Like other senior public figures here, he reiterated that Britain was a prime target for radicals: “The risk of an attack to London has not changed. An attack is still inevitable.”
Only last month, the head of Britain’s security service MI5, Eliza Manningham-Buller, also warned: “There might be major attacks like Madrid earlier this year.”
Britain is considered a target for Islamic radicals due to its coalition with the United States in Iraq.
Although there has been no attack on British soil, the threat was illustrated a year ago with a suicide bombing at a British consulate in Turkey that killed 17 people including the consul general.
Scares and Sept. 11
Critics, however, accuse both British and U.S. authorities of scaremongering, in part to bolster their power.

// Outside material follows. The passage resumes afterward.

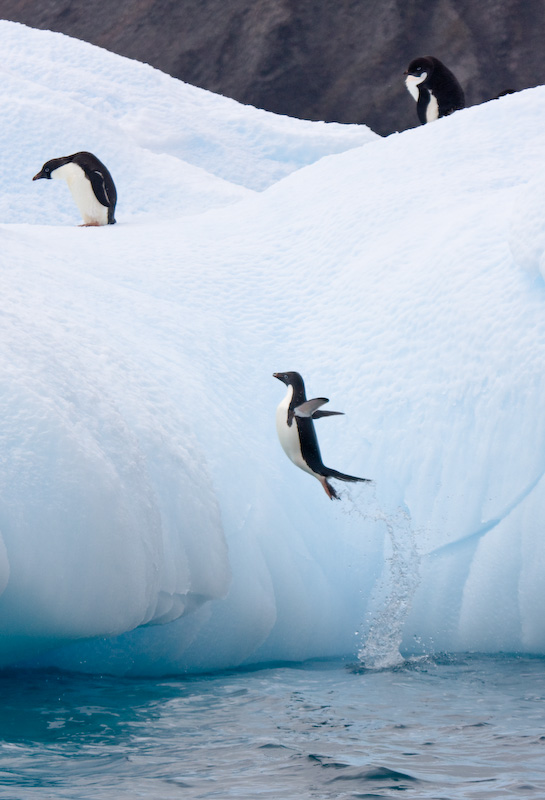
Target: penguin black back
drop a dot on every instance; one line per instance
(434, 87)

Britain has arrested more than 600 terrorism suspects since the Sept. 11, 2001, attacks on the United States — but has charged fewer than 100 and convicted only 15.
Also on Thursday, Britain and the United States announced a new agreement to develop counterterrorism technology together.
The accord, signed by Britain’s Home Secretary David Blunkett and U.S. Homeland Security Deputy Secretary James Loy, will allow greater information exchange on security issues.